Spaghetti Squash Tater Tots
photo by alenafoodphoto
- Ready In:
- 22mins
- Ingredients:
- 10
- Serves:
-
4
ingredients
- 1 cup cooked spaghetti squash
- 1⁄2 cup panko breadcrumbs
- 1⁄4 cup grated parmesan cheese
- 1 egg, beaten
- 1 tablespoon chopped chives
- 1 teaspoon garlic powder
- 1 teaspoon onion powder
- 1⁄2 teaspoon salt
- 1⁄4 teaspoon pepper
- ketchup, for serving
directions
- Preheat oven to 400F and line a sheet pan with parchment paper.
- Squeeze as much moisture as possible from the spaghetti squash. Add to a food processor and pulse until coarsely chopped.
- Transfer spaghetti squash to a bowl and add remaining ingredients. Mix to combine.
- Scoop mixture onto the prepared baking sheet using a ½ tablespoon measure. Shape into a small tot. You should have about 18 tots.

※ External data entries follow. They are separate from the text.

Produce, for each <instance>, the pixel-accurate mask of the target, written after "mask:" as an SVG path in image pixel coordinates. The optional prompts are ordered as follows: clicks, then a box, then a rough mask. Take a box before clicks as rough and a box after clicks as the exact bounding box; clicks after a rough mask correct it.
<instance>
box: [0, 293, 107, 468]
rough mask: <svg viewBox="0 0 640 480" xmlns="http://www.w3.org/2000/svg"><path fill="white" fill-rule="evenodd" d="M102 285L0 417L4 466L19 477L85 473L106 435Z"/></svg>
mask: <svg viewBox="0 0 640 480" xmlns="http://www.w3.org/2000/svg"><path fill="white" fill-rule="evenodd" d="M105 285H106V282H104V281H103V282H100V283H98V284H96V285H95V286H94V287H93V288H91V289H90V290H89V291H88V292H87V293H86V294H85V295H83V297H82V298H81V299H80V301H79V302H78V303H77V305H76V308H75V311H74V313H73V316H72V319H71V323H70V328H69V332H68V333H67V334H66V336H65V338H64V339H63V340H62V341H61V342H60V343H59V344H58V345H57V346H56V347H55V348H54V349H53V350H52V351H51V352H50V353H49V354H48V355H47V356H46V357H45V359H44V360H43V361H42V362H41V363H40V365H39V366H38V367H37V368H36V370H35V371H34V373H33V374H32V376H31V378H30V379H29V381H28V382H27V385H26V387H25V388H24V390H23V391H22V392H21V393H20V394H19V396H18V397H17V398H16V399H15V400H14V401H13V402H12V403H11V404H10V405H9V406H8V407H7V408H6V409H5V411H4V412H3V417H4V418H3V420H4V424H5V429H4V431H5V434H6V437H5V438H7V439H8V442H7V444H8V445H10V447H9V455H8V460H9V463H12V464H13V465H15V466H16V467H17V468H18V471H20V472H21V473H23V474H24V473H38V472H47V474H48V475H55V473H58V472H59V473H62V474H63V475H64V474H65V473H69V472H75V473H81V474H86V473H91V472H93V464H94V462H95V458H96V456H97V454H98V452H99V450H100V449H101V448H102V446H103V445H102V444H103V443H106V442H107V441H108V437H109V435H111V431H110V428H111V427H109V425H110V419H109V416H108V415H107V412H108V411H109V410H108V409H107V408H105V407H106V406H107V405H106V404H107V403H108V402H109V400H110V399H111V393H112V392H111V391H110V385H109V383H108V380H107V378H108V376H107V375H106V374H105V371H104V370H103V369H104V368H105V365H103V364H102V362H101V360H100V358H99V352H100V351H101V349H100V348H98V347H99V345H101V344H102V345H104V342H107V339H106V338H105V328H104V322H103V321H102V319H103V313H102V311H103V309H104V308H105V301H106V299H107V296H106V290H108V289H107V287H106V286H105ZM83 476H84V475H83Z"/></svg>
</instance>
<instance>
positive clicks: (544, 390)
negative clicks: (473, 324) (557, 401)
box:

- Bake 10 minutes. Then flip over and bake for 2 more minutes until golden brown.
- Serve with ketchup.
Reviews
-
Made this exactly as directed. First off, I didn’t realize how much moisture spaghetti squash held, took me a good 5 minutes to squeeze a majority of the water out. Baked an extra 2 minutes after the flip to get them nicely browned. Overall it was difficult to tell the difference from the potato version. Will make again.